What ifs and if onlys: Anti-wilderness claims just don’t add up

A hearing on tax relief programs in counties with abundant federal land turned into yet another soap-box rap session for anti-wilderness representatives today.

Rep. Rob Bishop played host to Southern Utah University professor Ryan Yonk, who gave testimony to the Public Lands Subcommittee about his recently issued (though un-peer-reviewed) paper asserting wilderness and protective designations for federal lands have a “non positive” or even “negative” impact on local communities.

What that has to do with the Payments in Lieu of Taxes program, through which the federal government gives subsidies to counties with federal land to make up for a lack of property taxes–and the intended subject of the hearing–was unclear.

Nevertheless, Yonk was there to testify that conservation hurts rural communities. That’s an assertion that contradicts those made recently by Headwaters Economics, which studied 17 national monument designations made post-1982 and found that in no case did the local economies suffer as a result.

Yet, even though he was there as the anti-wilderness poster child, Yonk’s case fell short in the indictment of protecting federal lands. For example:

–Yonk said protections for lands “increase costs to communities.” But he hedged when addressing whether undoing said protections would equal a golden goose. “Establishing what would happen gets to be very difficult and it involves examining what resources are actually available on which public lands.” In other words, sweeping generalizations about these things are tricky.

–A recent  Headwaters Economics report found in Kane and Garfield Counties, the two counties with access to the Grand Staircase-Escalante National Monument, all indicators of economic growth improved following monument designation. Yonk testified the problem he saw with that was Headwaters used government growth data without taking into account what kind of growth the area may have had anyway, in a vacuum, regardless of the monument, or what kind of growth other non-monument counties similar in nature experienced. Because Headwaters’ purpose was to investigate what the relationship between monuments and growth actually is, the critique is silly. The fact, like it or not, is that no correlation between monuments and negative growth existed.

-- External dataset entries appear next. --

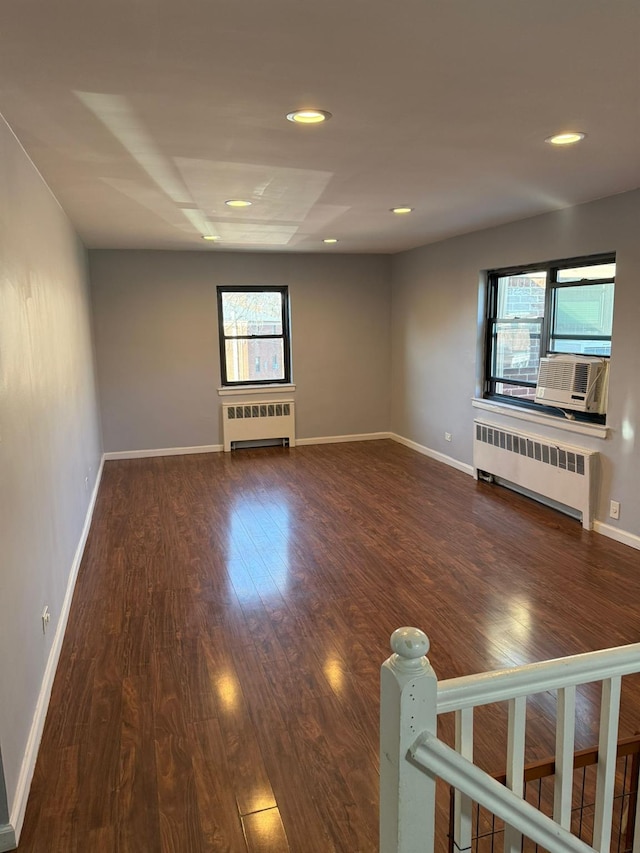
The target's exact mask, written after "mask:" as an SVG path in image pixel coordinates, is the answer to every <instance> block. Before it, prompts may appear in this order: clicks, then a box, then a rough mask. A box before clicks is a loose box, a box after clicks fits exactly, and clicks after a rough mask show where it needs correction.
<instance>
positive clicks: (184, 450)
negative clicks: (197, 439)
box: [103, 444, 222, 460]
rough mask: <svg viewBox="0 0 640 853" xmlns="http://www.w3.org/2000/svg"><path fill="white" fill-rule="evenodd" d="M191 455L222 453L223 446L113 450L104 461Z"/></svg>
mask: <svg viewBox="0 0 640 853" xmlns="http://www.w3.org/2000/svg"><path fill="white" fill-rule="evenodd" d="M191 453H222V445H221V444H202V445H200V446H198V447H162V448H157V449H151V450H111V451H109V452H108V453H105V454H104V457H103V458H104V459H105V460H109V459H146V458H147V457H148V456H187V455H189V454H191Z"/></svg>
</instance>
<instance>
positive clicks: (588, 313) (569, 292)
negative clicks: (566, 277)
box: [551, 284, 613, 338]
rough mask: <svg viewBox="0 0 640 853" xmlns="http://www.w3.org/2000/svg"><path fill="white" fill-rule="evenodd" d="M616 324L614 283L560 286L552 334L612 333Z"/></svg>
mask: <svg viewBox="0 0 640 853" xmlns="http://www.w3.org/2000/svg"><path fill="white" fill-rule="evenodd" d="M612 325H613V284H585V285H582V286H580V285H578V286H577V287H559V288H557V289H556V291H555V310H554V317H553V328H552V330H551V336H552V338H554V337H555V336H556V335H572V336H573V335H575V337H576V338H580V337H582V336H588V335H605V336H606V337H610V336H611V327H612Z"/></svg>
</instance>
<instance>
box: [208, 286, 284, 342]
mask: <svg viewBox="0 0 640 853" xmlns="http://www.w3.org/2000/svg"><path fill="white" fill-rule="evenodd" d="M222 324H223V329H224V334H225V335H232V336H235V335H281V334H282V294H281V293H278V292H269V291H267V292H264V291H261V292H257V291H256V292H253V291H240V290H238V291H233V292H229V291H227V292H226V293H223V294H222Z"/></svg>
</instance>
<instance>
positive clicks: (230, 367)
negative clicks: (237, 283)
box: [218, 285, 291, 386]
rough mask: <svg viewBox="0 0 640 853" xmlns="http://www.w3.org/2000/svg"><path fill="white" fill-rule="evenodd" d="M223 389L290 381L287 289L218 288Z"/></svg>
mask: <svg viewBox="0 0 640 853" xmlns="http://www.w3.org/2000/svg"><path fill="white" fill-rule="evenodd" d="M218 326H219V335H220V372H221V380H222V385H224V386H234V385H272V384H277V383H285V384H286V383H289V382H290V381H291V341H290V333H289V293H288V288H287V287H260V286H255V287H254V286H250V287H249V286H245V287H230V286H229V287H226V286H223V285H221V286H219V287H218Z"/></svg>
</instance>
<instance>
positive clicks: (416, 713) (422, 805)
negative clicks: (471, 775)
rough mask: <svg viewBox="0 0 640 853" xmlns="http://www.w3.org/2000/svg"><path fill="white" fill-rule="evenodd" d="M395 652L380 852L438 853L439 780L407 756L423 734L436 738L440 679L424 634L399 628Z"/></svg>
mask: <svg viewBox="0 0 640 853" xmlns="http://www.w3.org/2000/svg"><path fill="white" fill-rule="evenodd" d="M391 648H392V650H393V652H394V654H393V655H391V657H390V658H388V660H386V661H385V662H384V663H383V664H382V669H381V673H380V853H418V851H419V853H433V851H434V833H435V795H436V782H435V777H433V776H431V775H430V774H428V773H425V772H424V770H421V769H420V768H419V767H417V766H415V765H414V764H413V763H412V762H411V761H407V754H408V750H409V747H411V746H412V745H413V744H414V743H415V740H416V738H417V737H418V735H420V734H422V733H423V732H425V731H426V732H431V733H433V734H435V733H436V729H437V711H436V706H437V697H438V679H437V677H436V674H435V672H434V671H433V669H432V667H431V664H430V663H429V661H428V659H427V657H426V654H427V652H428V651H429V639H428V637H427V635H426V634H425V633H424V632H423V631H420V630H419V629H418V628H409V627H407V628H398V630H397V631H394V632H393V634H392V635H391Z"/></svg>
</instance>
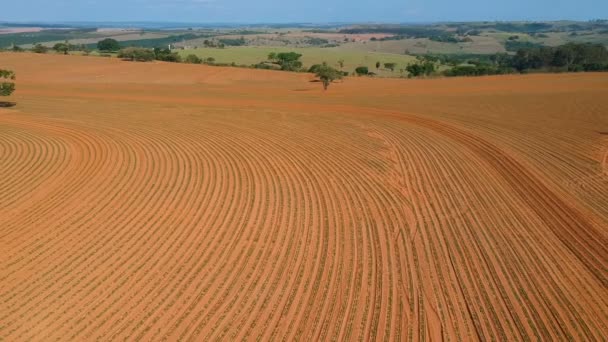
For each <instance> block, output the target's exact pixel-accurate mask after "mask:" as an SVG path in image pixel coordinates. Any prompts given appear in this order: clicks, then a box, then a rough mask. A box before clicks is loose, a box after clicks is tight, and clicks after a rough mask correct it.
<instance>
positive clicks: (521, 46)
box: [505, 40, 542, 51]
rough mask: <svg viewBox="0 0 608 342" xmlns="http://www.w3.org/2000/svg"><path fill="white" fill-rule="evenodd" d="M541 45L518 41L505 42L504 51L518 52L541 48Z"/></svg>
mask: <svg viewBox="0 0 608 342" xmlns="http://www.w3.org/2000/svg"><path fill="white" fill-rule="evenodd" d="M541 46H542V44H539V43H533V42H527V41H519V40H508V41H506V42H505V49H507V51H518V50H521V49H531V48H537V47H541Z"/></svg>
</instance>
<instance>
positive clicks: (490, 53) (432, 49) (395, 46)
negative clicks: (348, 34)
mask: <svg viewBox="0 0 608 342" xmlns="http://www.w3.org/2000/svg"><path fill="white" fill-rule="evenodd" d="M470 38H471V39H472V40H473V42H464V43H442V42H435V41H432V40H429V39H427V38H408V39H402V40H386V41H368V42H356V43H347V44H344V45H342V46H341V48H343V49H348V50H357V51H370V52H384V53H395V54H403V53H408V54H426V53H432V54H492V53H497V52H504V51H505V47H504V45H502V44H501V43H500V42H499V41H498V40H496V39H493V38H489V37H477V36H473V37H470Z"/></svg>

–Finally, Yonk testified that he takes into account the “opportunity costs” of conservation designations, like whether industry could have developed the land were it not under conservation-oriented management. But Yonk said even so, his study didn’t take into account the much-lamented-by-Bishop lost opportunity cost of the Andalex Coal Mine that once was proposed for the remote Kaiparowits Plateau. Why?

“We have serious doubts about whether it would have been open today,” Yonk said, citing what he perceives as a “regulatory burden.”

So instead of a theoretical coal Shangri-La that wouldn’t be active anyway, 15 years ago we protected a spectacular piece of the American West for all future generations to enjoy–an act an overwhelming majority of Economist readers just agreed has innate value. Sounds like that “opportunity cost” was actually a bargain.